Por eso es engañosa la normalidad que hoy vive el País Vasco, pues una minoría sigue reivindicando los crímenes cometidos mientras una parte significativa de la sociedad, con el Gobierno vasco a la cabeza, le brinda a ETA una contextualización que termina legitimando el terrorismo. Se apela injustamente a una falseada reconciliación que reclama que las víctimas del terrorismo y sus verdugos compartan culpas y responsabilidades. Quienes aplaudieron el terrorismo son agasajados como auténticos demócratas a los que muy pocos exigen rendir cuentas por sus graves responsabilidades ante la sociedad. Muchos políticos, periodistas y ciudadanos han renunciado a la denuncia ética que requiere el blanqueamiento de quienes jalearon y aún justifican el asesinato, aunque ahora no lo propugnen por motivos tácticos. Ocupan con profusión espacios políticos, sociales y mediáticos quienes siguen sin tener la decencia de deslegitimar el asesinato. Lo hacen sin apenas crítica, imponiendo su relato, y sin que se valore el descrédito que ello supone para sus víctimas y para la sociedad en su conjunto.

Frente al odio y el rencor del terrorista se erige la dignidad valiente de las víctimas que aquel intenta ocultar y suplantar. Con ese fin, en la carta a su madre Otegi incidía en mensajes afectivos que engañosamente asocian el asesinato con una causa romántica. Por eso resulta devastador para el fanático que utiliza a su madre como un arma más de su arsenal propagandístico colocarle frente al espejo de las madres de las víctimas del terrorismo, que jamás han inoculado el odio hacia sus agresores; madres que han educado a sus hijos en el respeto a los valores democráticos y los derechos fundamentales a pesar de la injusticia que se les ha infligido; madres rebeldes que con valentía han desafiado a quienes cobardemente les amenazaban.

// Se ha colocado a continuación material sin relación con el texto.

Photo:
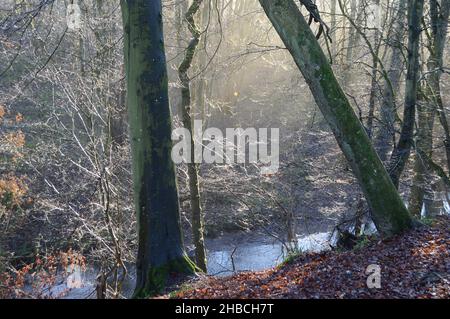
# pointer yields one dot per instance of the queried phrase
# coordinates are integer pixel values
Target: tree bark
(160, 251)
(402, 150)
(426, 115)
(388, 211)
(186, 108)
(385, 136)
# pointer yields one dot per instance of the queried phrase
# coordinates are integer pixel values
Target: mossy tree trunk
(187, 112)
(388, 210)
(385, 135)
(402, 149)
(426, 113)
(160, 251)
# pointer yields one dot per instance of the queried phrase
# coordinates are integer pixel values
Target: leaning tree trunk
(160, 251)
(388, 210)
(402, 149)
(186, 109)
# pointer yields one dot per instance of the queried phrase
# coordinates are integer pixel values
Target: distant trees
(187, 111)
(388, 211)
(160, 248)
(402, 149)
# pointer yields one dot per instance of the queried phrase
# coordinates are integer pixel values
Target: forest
(231, 149)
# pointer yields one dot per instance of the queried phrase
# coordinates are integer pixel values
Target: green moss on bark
(158, 277)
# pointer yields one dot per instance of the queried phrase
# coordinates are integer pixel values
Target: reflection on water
(223, 260)
(259, 257)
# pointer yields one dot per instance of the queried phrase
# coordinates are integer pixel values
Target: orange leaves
(15, 139)
(40, 275)
(12, 191)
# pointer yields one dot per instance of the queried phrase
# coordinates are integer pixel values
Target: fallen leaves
(413, 265)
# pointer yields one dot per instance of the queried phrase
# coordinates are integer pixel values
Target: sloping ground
(413, 265)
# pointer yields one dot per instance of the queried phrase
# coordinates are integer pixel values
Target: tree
(388, 210)
(431, 102)
(385, 136)
(402, 149)
(160, 249)
(186, 109)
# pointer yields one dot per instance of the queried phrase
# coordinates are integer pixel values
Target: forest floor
(413, 265)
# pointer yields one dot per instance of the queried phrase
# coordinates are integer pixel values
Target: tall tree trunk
(439, 25)
(388, 211)
(401, 152)
(385, 136)
(160, 251)
(187, 110)
(424, 144)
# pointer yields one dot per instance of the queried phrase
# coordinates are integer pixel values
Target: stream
(228, 254)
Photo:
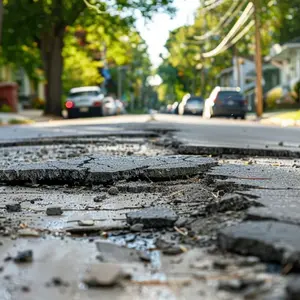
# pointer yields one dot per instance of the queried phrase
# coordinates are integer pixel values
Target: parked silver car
(191, 105)
(89, 101)
(225, 102)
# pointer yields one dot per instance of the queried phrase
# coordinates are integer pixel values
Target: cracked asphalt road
(159, 225)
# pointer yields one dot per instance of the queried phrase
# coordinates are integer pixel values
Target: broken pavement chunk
(13, 207)
(103, 275)
(154, 217)
(28, 232)
(137, 227)
(54, 211)
(110, 252)
(100, 198)
(86, 222)
(24, 257)
(231, 202)
(113, 191)
(270, 241)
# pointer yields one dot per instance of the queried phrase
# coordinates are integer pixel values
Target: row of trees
(183, 70)
(65, 41)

Concepción Martín, viuda del teniente coronel Blanco, es una de ellas. Cuando ETA asesinó a su marido en 2000, sus hijos tenían 10 y 15 años. «Esa bomba no solo estalló en la calle Pizarra de Madrid, estalló en el centro de nuestro hogar lanzándonos a cada uno en una dirección», relató en el juicio a los asesinos. Lo hizo con una voz serena, admirable, como en 2003 durante una conferencia en Bilbao: «Sé por experiencia propia que duele mucho la ausencia, que desistir es una tentación, que el miedo es una poderosa razón, pero yo soy ante todo una mujer del Ejército, yo he sido forjada en la rectitud, en la obediencia, en mirar hacia delante, avanzar, siempre avanzar hacia delante, a veces hay que replegar, pero siempre hay que avanzar hacia delante». Rosa Mundiñano, viuda de Jesús Ulayar, asesinado por ETA en 1979, crió a cuatro hijos huérfanos de padre. María Nieves, una de ellos, escribió: «Puedo sentir rabia, impotencia, injusticia o incomprensión, pero gracias a la fe que mi padre me enseñó no siento odio». A sus propios hijos los ha educado «sin sembrar el rencor en sus corazones» para que sepan «quién y cómo fue su abuelo, su aituna, y cómo murió víctima del odio y del terror».

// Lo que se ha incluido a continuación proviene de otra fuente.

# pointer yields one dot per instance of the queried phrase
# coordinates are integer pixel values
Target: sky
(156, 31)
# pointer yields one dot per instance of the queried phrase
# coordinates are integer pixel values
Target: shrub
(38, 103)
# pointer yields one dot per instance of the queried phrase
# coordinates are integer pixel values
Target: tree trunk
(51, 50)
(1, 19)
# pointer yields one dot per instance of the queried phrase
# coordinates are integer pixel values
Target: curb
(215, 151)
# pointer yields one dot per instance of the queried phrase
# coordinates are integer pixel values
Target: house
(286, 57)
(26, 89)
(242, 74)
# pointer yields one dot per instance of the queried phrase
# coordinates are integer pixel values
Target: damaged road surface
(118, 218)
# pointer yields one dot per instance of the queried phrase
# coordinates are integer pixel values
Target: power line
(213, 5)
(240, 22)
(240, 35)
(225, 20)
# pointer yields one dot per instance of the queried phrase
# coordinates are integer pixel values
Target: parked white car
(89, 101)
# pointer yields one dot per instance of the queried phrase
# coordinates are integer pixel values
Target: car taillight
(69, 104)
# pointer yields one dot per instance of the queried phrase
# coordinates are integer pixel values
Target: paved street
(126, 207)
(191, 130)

Josefina Saavedra, viuda del guardia civil Ricardo Couso, asesinado por ETA en 1991, declaraba en 2007: «Cuando asesinaron a mi marido, a la puerta del colegio de mi hijo, estaba delante el niño, que tenía nueve años. Le vaciaron el cargador en el cuerpo. Siete balas. La primera imagen que ve todos los días al despertarse es la de su padre, tiroteado». Y concluía: «Mis hijos no sienten odio, pero sí afán de justicia». Pilar Ruiz Albisu, madre de Joxeba Pagaza: «Quienes lloramos a los muertos hemos renunciado a vengarnos. Como sociedad no aplicamos la pena de muerte ni la cadena perpetua. Es la prueba de la inmensa generosidad de nuestra sociedad. A mi hijo lo asesinaron, como al resto, para doblegarnos. Para que en el País Vasco los no nacionalistas traguemos poco a poco lo que desean los nacionalistas vascos. Y con buena cara, sin echarles en cara a los asesinos que lo son».

Descanse en paz la madre de Otegi, pero sin negarles a las víctimas de ETA toda la paz y toda la justicia que merecen, como ocurrirá si se borra del pasado, del presente y del futuro la responsabilidad de quienes asesinaron y de quienes nada hicieron por impedirlo.